I’ve never had to be without my husband at any given time such as this. I’ve never had to see him work so hard and not get a day off in weeks. I’ve never had to witness him be so tired and so weak from constantly working that it breaks my heart! But what I will say this has all brought to my attention is how much I took those moments I did have as a “normal” life or schedule with him for granted. We were just texting today how we regret not taking all those moments soaking in life together, because we just let “life” get in the way. And now that we don’t have the chance to be together we wish so very much that we would have taken those moments in more. However, in this bumpy road comes a lesson. We are learning more than ever to lean on God. To ask Him daily for guidance and for Him to provide Michael a way to provide for our family but still have happiness and health within his work.

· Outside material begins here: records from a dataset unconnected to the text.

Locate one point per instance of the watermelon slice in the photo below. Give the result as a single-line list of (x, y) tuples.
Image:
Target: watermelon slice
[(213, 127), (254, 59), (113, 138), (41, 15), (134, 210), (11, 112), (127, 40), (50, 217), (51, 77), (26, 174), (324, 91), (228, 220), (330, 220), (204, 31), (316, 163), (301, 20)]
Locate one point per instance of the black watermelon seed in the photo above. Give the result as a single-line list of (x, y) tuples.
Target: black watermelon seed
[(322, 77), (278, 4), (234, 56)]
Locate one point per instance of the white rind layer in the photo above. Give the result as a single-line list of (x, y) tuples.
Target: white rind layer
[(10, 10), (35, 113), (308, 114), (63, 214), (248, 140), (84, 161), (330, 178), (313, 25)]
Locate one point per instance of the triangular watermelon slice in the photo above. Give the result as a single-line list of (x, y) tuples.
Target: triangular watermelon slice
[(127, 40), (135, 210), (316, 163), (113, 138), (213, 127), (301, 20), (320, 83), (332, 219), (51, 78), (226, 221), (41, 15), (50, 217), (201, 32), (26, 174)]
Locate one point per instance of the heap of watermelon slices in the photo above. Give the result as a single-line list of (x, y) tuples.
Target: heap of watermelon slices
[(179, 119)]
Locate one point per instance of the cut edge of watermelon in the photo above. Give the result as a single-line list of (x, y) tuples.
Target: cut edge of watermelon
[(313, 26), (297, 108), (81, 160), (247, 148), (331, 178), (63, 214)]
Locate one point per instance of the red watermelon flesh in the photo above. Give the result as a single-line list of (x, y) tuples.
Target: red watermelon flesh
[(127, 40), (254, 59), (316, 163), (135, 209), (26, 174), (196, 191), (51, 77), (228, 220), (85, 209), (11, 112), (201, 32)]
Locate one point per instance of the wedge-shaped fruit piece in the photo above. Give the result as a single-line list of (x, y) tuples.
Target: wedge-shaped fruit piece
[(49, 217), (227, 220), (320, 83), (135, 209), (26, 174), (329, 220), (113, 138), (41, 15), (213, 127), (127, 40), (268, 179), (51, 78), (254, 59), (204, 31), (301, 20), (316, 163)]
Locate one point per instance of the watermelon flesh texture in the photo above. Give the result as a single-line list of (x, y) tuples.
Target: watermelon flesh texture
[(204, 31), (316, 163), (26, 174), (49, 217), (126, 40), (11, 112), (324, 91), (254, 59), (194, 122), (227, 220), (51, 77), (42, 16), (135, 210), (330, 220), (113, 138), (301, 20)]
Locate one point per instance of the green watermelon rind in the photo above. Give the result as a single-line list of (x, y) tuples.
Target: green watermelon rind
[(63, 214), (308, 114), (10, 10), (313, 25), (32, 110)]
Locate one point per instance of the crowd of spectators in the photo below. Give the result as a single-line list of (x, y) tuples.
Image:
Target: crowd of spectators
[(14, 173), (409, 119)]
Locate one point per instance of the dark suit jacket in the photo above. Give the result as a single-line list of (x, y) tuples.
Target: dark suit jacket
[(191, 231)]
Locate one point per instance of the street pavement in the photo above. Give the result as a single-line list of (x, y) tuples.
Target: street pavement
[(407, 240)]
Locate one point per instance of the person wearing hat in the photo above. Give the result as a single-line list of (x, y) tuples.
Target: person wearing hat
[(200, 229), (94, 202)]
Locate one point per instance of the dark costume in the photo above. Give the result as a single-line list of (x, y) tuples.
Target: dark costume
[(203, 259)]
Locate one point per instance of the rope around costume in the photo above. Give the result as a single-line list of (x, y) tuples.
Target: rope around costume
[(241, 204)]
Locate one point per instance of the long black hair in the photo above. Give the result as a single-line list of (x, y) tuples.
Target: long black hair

God is teaching us other ways to communicate since we cannot always be there physically with each other. He is teaching us to encourage each other every single day! Not that we didn’t do that before, but this has become more important than ever before. I am so very proud of his dedication and work ethic, even with disliking his current work life, he powers through it and leans on God to give him that strength.
This has also made me appreciate my time with the girls, my family, and friends. The first few months, I sulked over not having Mike there. I felt sorry for myself. I was sad. I missed my soulmate. But lately I realize that it isn’t just me missing him. My girls miss their daddy, his mom misses her son… you get the picture. AND I know that he misses us just as much if not more. So in essence it’s been hard. However, as hard as it is, we understand it could always be worse. I am so grateful for the support I have had from my family and friends. From all of the long FaceTime conversations I have had crying because I just want an adult to talk to about my day. Also, for all of the prayers from everyone for Michael and myself. Please keep praying. We know this is God testing our faith, and we also know that He has a plan for him (Jeremiah 29:11), so we are giving it literally ALL to God. He has the control in this situation.
So since I finally got this off my chest, I am happy to say that I am back to writing, and hope to be back more often than not. This is something that makes me happy, something that helps the stress and anxiety that life brings. I appreciate you all taking the time to read this, it means more than you know. God is so good, and I know that with Him by our sides we can get through anything.